The PPP unit has pushed through comprehensive investment laws that have encouraged private sector participation, with investors telling MEED the unit has so far been successful in providing the transparency and ease required to do business in Egypt. Nonetheless, as with many other schemes across the country, foreign exchange policies have been central to the reluctance of some investors.

Hanoura tells MEED the PPP unit has been proactive in including a detailed risk matrix surrounding the foreign currency risk, and cites the Abu Rawash project as an example of the support the unit can offer against those risks

Bridge loan

“The structure of this project is slightly different because we have something called a bridge loan, which is accompanied by the interim private agreement – the government’s sovereign guarantee for this project,” says Hanoura. “We just gave some kind of foreign exchange risk protection until the project’s financial close.

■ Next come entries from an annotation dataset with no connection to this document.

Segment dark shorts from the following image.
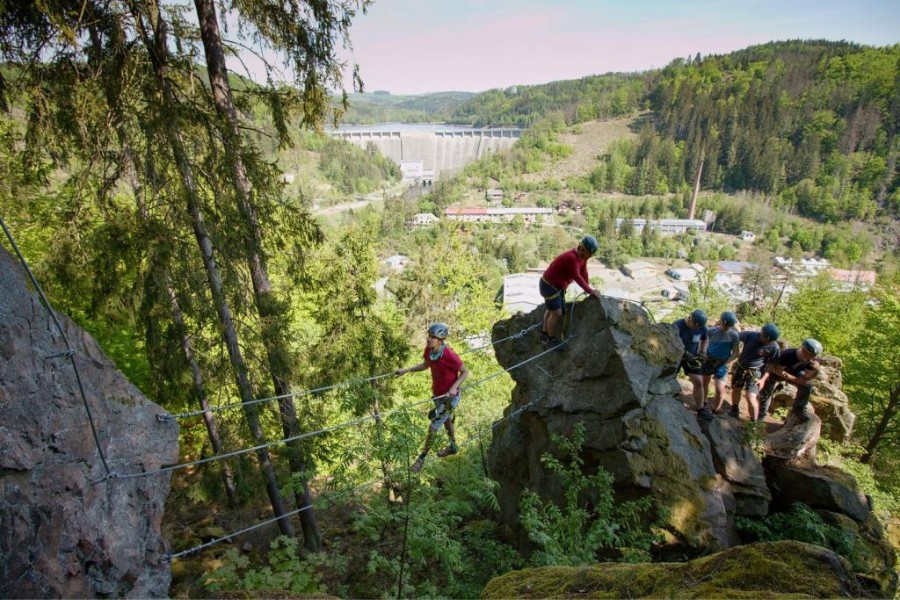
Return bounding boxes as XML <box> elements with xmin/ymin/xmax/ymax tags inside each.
<box><xmin>703</xmin><ymin>358</ymin><xmax>728</xmax><ymax>379</ymax></box>
<box><xmin>538</xmin><ymin>277</ymin><xmax>565</xmax><ymax>310</ymax></box>
<box><xmin>428</xmin><ymin>394</ymin><xmax>461</xmax><ymax>431</ymax></box>
<box><xmin>731</xmin><ymin>365</ymin><xmax>762</xmax><ymax>394</ymax></box>
<box><xmin>681</xmin><ymin>354</ymin><xmax>703</xmax><ymax>375</ymax></box>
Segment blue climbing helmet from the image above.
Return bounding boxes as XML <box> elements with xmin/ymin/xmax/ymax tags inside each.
<box><xmin>803</xmin><ymin>338</ymin><xmax>823</xmax><ymax>356</ymax></box>
<box><xmin>428</xmin><ymin>323</ymin><xmax>450</xmax><ymax>340</ymax></box>
<box><xmin>691</xmin><ymin>308</ymin><xmax>707</xmax><ymax>327</ymax></box>
<box><xmin>581</xmin><ymin>235</ymin><xmax>599</xmax><ymax>254</ymax></box>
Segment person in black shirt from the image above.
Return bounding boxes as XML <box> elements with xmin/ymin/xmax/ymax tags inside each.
<box><xmin>759</xmin><ymin>338</ymin><xmax>822</xmax><ymax>421</ymax></box>
<box><xmin>731</xmin><ymin>323</ymin><xmax>781</xmax><ymax>421</ymax></box>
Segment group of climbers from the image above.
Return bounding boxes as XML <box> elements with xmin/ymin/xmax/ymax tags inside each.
<box><xmin>675</xmin><ymin>309</ymin><xmax>822</xmax><ymax>421</ymax></box>
<box><xmin>394</xmin><ymin>235</ymin><xmax>822</xmax><ymax>473</ymax></box>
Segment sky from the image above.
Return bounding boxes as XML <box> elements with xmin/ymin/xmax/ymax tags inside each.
<box><xmin>326</xmin><ymin>0</ymin><xmax>900</xmax><ymax>94</ymax></box>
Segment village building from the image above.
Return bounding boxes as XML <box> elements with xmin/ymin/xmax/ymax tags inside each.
<box><xmin>622</xmin><ymin>260</ymin><xmax>657</xmax><ymax>279</ymax></box>
<box><xmin>384</xmin><ymin>254</ymin><xmax>409</xmax><ymax>271</ymax></box>
<box><xmin>666</xmin><ymin>267</ymin><xmax>698</xmax><ymax>281</ymax></box>
<box><xmin>715</xmin><ymin>260</ymin><xmax>755</xmax><ymax>284</ymax></box>
<box><xmin>828</xmin><ymin>269</ymin><xmax>876</xmax><ymax>291</ymax></box>
<box><xmin>444</xmin><ymin>207</ymin><xmax>554</xmax><ymax>223</ymax></box>
<box><xmin>408</xmin><ymin>213</ymin><xmax>440</xmax><ymax>227</ymax></box>
<box><xmin>616</xmin><ymin>219</ymin><xmax>706</xmax><ymax>235</ymax></box>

“The private sector factors in currency risks – as a government when we are studying a project and doing the financial model to check the viability, we put ourselves in the private sector’s shoes and calculate these kind of risks – so when we get these bids we know they are very close to our estimations that have deemed the project viable.”

With Egypt’s PPP model proving successful, analysts have suggested the unit takes on other work, particularly low-end housing programmes that the country desperately needs. “The ministries of housing and transport should in any country occupy 75 per cent of infrastructure projects, so naturally the communication between these two ministries are very high,” says Hanoura.

He recognises the unit’s ability to help other ministries implement projects under the same structure.

“Housing units that the ministry of housing is undertaking is under the structure of the PPP law, but they do not lie under the PPP unit – we are providing support and knowledge for contract terms,” says Hanoura. Regulations surrounding land allocations means they can only offer this advisory role, he adds.

As bureaucracy continues to cloud Egypt’s investment opportunities, the investment ministry may find itself looking towards the PPP Central Unit for guidance to develop new investment laws to reduce red tape and eliminate corruption.